Some of them are bidding a tearful adieu to stewardesses on their private jets, fancy champagne on the aft deck, or even putting that fourth beach house or mountain lodge on the block.

“Fewer airplanes, absolutely. Fewer private airplanes,” PricewaterhouseCoopers national partner in charge of wealth transfer solutions Richard Kohan told the Reuters Global Wealth Management Summit in Boston. “Yachts too,” he added.

Clients are selling private jets, US$60 million ($83 million) yachts, and third, fourth and fifth homes, another manager said.

“It’s not so much you need to sell it in order to get rid of debt, because there’s no debt on the home, or you need to sell it because you’re going to have a crisis in your own finances,” said Keith Whitaker, managing director of Wells Fargo & Co’s Family Wealth division.

“There’s a sense of relief just shutting down a home because you’re not spending an extra US$500,000. And then when it sells, it’s ‘Oh, well, I’ve materialised US$40 million that was tied up in something I didn’t really need.”

Staycations

Clients are also examining total household spending, dropping expenses from US$700,000 to US$600,000 a year, he said.

But such changes may not be strictly necessary.

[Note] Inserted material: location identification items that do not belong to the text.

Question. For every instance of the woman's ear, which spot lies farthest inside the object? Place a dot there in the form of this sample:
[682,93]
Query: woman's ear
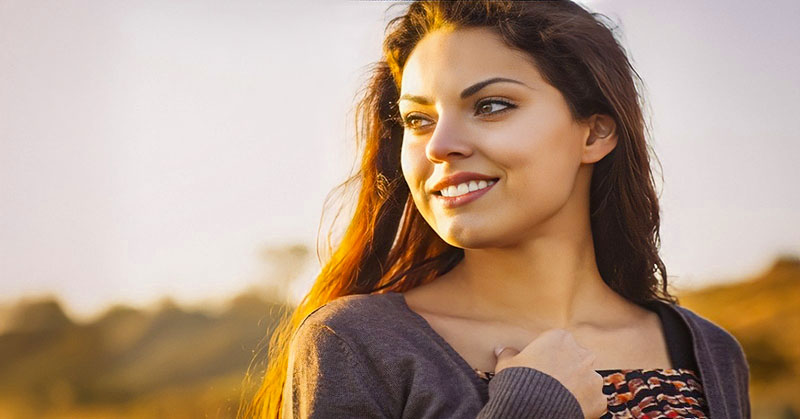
[602,138]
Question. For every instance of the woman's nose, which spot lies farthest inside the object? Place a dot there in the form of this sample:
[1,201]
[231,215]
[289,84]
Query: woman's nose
[448,141]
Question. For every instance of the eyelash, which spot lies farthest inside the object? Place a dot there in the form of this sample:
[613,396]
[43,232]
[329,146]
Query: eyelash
[406,122]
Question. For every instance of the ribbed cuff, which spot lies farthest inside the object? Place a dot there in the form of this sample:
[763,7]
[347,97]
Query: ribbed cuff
[523,392]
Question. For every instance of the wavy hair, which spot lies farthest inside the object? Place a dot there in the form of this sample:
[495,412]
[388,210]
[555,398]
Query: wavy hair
[388,246]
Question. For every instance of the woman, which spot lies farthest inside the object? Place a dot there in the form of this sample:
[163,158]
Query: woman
[502,258]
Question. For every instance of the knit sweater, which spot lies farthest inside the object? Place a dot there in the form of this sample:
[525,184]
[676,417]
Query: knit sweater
[371,356]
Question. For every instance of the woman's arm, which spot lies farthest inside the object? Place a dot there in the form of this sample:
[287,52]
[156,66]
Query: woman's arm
[522,392]
[325,379]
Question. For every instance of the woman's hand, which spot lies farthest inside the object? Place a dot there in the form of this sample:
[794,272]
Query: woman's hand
[556,352]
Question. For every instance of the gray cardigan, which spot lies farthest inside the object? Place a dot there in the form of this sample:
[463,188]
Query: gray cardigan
[371,356]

Most of the ultra-wealthy – normally defined as people who have at least US$30 million in investable assets – do not really need to change their lifestyles. But even they feel pressure from dwindling investment portfolios as well as a society that looks less kindly on conspicuous consumption.

“It’s certainly the higher percentage of the remaining resources and a higher percentage of the ongoing income...But also there’s this aspect of ‘should we?’ It can seem uncomfortable,” said Thomas Rogerson, managing director of BNY Mellon’s Family Wealth Services.

Cuts have also included swapping luxury vacations to Asia for staycations and skipping a new car entirely – or eyeing an Acura rather than a Rolls-Royce or Mercedes, managers said.
 
“You can afford anything, you just can’t afford everything,” said Robert Elliott, senior managing director at Bessemer Trust.

“You should rationally be thinking about cutting down a bit. Fewer fresh flowers is probably a reasonable example. Maybe you buy a plant. That might last longer. And water it,” he advised.

Portfolios of the ultra-rich have been hard hit, taking an average loss of 24 percent at the end of 2008, compared with a 19.5 percent loss by those with more than US$1 million to invest, according to the World Wealth Report by Capgemini and Merrill Lynch.

That has made everyone, even society’s traditional high rollers, a lot more cautious, said Silvercrest Asset Management Group Chief Executive G. Moffett Cochran.

“However you accumulated that amount of liquidity, there is at least a question mark after a year like ‘08 as to whether you could do it again, whether you could build it back,” he said.